乳がんサブタイプ分類とは?ホルモン受容体とHER2による4つの種類

現在の乳がん治療において、手術方針と同じかそれ以上に重視されるのが乳がんサブタイプ分類です。乳がん細胞の表面にある「受容体(レセプター)」を調べ、どの増殖シグナルを使って大きくなるかを特定します。検査で調べる主な要素は以下の3点です。
・ホルモン受容体陽性(エストロゲン受容体【ER】/プロゲステロン受容体【PgR】):女性ホルモンを取り込んで増殖する性質があるか
・HER2(ハーツー)タンパク:がん細胞の増殖に関わるタンパク質が過剰に出現しているか
・Ki-67値:がん細胞の増殖活性(細胞分裂の勢い)の高さ
これらを組み合わせることで、乳がんは主に以下の4つの基本サブタイプに分類されます。
1. ルミナルA型:ホルモン受容体陽性、HER2陰性、Ki-67低値(おとなしく増殖するタイプ)
2. ルミナルB型:ホルモン受容体陽性で、HER2陽性またはKi-67高値(ホルモンで増殖するが増殖スピードがやや速いタイプ)
3. HER2陽性乳がん:ホルモン受容体陰性、HER2陽性(HER2タンパクの強いシグナルで急速に増殖するタイプ)
4. トリプルネガティブ乳がん:ER・PgR・HER2のすべてが陰性のタイプ
種類別の治療方針と抗がん剤選択|ルミナル・HER2・トリプルネガティブの違い

「乳がんの種類によって治療法や予後はどう変わるのか」という疑問の答えは、まさにこのサブタイプ分類の中にあります。タイプごとに効果的な薬剤が異なるため、抗がん剤の治療方針も画一的ではありません。
ルミナルA型・ルミナルB型は、女性ホルモンの分泌や働きを抑える「内分泌療法(ホルモン療法)」が治療の軸です。ルミナルA型は抗がん剤が効きにくくホルモン剤だけで十分に再発を予防できるケースが多いのに対し、増殖活性が高いルミナルB型ではホルモン剤に加えて抗がん剤(化学療法)の併用が検討されます。遺伝子検査(オンコタイプDXなど)を用いて、抗がん剤を上乗せすべきかを科学的に判定する手法も定着しています。
HER2陽性乳がんは、かつて予後が悪いとされていたタイプでしたが、分子標的薬(トラスツズマブやペルツズマブ、抗体薬物複合体ADCなど)の登場で劇的な治療成績の向上が見られます。抗がん剤と分子標的薬を組み合わせることで、がんを完全に叩くアプローチが標準です。
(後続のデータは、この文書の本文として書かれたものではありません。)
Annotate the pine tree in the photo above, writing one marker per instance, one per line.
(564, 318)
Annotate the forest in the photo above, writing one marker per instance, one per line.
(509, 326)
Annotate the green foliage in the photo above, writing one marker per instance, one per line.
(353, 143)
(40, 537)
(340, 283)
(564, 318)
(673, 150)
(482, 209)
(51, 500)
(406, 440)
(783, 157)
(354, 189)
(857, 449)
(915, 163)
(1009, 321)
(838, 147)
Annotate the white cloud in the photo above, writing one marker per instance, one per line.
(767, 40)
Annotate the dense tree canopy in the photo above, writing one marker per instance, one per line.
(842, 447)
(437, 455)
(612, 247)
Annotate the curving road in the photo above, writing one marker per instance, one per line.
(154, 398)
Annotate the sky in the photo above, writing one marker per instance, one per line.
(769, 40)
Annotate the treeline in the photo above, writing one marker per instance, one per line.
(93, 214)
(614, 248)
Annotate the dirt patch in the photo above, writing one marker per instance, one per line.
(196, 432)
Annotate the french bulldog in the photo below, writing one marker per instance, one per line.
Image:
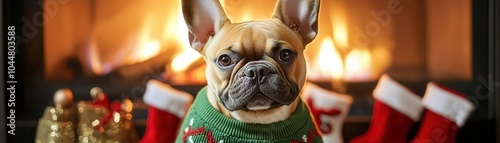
(256, 69)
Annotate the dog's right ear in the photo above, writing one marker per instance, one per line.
(204, 19)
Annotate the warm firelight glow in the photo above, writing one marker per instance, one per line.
(358, 65)
(182, 61)
(328, 64)
(149, 50)
(340, 33)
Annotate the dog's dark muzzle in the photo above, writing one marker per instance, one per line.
(257, 86)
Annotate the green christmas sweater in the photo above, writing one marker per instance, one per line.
(204, 124)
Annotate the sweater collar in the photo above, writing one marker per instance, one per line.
(215, 120)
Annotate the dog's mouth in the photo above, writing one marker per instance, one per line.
(256, 89)
(260, 102)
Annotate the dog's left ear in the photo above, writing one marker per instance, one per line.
(204, 19)
(299, 15)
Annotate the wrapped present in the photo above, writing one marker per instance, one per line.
(56, 124)
(101, 121)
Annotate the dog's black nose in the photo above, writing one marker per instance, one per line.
(257, 72)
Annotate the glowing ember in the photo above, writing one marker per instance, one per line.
(328, 64)
(358, 65)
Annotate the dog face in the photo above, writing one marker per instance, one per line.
(257, 67)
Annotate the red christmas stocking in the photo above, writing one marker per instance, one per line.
(446, 111)
(395, 111)
(167, 107)
(329, 110)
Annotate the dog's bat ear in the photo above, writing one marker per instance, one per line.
(299, 15)
(204, 19)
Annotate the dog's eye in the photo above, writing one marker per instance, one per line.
(286, 55)
(224, 60)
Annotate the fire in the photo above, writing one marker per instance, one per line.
(328, 64)
(358, 65)
(147, 51)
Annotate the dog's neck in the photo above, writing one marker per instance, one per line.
(261, 117)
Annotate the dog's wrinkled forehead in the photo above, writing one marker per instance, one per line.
(255, 38)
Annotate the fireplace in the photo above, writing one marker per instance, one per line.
(120, 45)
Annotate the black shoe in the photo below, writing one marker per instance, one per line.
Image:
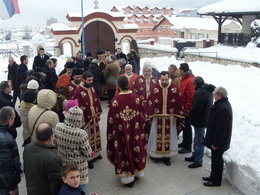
(194, 165)
(90, 165)
(180, 145)
(130, 184)
(206, 178)
(184, 151)
(190, 159)
(210, 184)
(167, 161)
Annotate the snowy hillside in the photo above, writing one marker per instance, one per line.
(242, 159)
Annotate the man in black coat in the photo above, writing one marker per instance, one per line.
(201, 104)
(51, 77)
(10, 166)
(12, 68)
(218, 135)
(97, 75)
(120, 54)
(21, 74)
(42, 166)
(40, 59)
(6, 100)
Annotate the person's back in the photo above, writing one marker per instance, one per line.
(71, 179)
(42, 167)
(46, 99)
(72, 142)
(10, 166)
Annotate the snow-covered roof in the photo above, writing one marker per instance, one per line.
(159, 47)
(129, 26)
(62, 27)
(90, 11)
(231, 6)
(195, 23)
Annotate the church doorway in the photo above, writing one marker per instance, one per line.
(99, 36)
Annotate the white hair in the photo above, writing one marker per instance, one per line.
(129, 65)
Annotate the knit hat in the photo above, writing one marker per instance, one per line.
(77, 71)
(32, 84)
(29, 96)
(74, 117)
(184, 67)
(69, 104)
(69, 64)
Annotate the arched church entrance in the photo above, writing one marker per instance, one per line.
(99, 36)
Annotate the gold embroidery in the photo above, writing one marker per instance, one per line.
(114, 103)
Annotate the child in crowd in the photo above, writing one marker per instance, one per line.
(71, 179)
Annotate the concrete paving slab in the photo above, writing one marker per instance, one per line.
(159, 179)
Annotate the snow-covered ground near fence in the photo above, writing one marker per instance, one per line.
(243, 157)
(249, 54)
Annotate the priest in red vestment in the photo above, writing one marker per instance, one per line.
(75, 80)
(65, 78)
(126, 143)
(89, 103)
(131, 77)
(165, 110)
(145, 83)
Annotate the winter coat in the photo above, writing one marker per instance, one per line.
(11, 72)
(97, 76)
(67, 190)
(219, 126)
(121, 55)
(24, 110)
(51, 78)
(6, 100)
(10, 166)
(46, 99)
(39, 62)
(21, 75)
(134, 64)
(42, 168)
(111, 74)
(201, 104)
(73, 143)
(187, 90)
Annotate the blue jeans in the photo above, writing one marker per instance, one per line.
(84, 187)
(198, 144)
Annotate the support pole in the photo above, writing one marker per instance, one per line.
(83, 34)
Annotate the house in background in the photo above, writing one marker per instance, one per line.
(242, 11)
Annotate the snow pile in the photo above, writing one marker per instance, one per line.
(243, 157)
(244, 54)
(158, 47)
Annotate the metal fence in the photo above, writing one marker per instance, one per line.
(237, 39)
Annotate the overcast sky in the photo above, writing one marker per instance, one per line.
(37, 11)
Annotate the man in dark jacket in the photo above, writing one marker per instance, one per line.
(42, 166)
(51, 77)
(97, 75)
(131, 60)
(10, 166)
(40, 59)
(201, 104)
(120, 54)
(137, 59)
(12, 68)
(20, 75)
(218, 135)
(6, 100)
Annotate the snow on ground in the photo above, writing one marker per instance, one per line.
(243, 157)
(249, 54)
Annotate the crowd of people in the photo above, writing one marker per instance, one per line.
(60, 117)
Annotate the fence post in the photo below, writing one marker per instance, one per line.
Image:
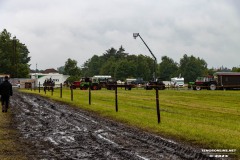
(39, 87)
(71, 93)
(157, 105)
(116, 99)
(89, 93)
(61, 90)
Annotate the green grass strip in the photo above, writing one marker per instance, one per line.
(209, 119)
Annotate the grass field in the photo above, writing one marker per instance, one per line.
(208, 119)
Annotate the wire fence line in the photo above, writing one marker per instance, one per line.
(115, 96)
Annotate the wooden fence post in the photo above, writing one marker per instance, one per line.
(116, 99)
(89, 93)
(157, 105)
(61, 90)
(39, 87)
(71, 93)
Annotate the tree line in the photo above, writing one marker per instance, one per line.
(14, 57)
(122, 65)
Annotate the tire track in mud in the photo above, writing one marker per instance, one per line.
(51, 130)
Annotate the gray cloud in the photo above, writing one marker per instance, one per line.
(56, 30)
受容体を持たないトリプルネガティブ乳がんに対しては、ホルモン剤や通常の分子標的薬が効かないため、抗がん剤治療が主役となります。進行度に応じて免疫チェックポイント阻害薬を併用する手法や、術前化学療法によって病変の消失を目指す治療が2026年最新の乳がん診療ガイドラインでも推奨されています。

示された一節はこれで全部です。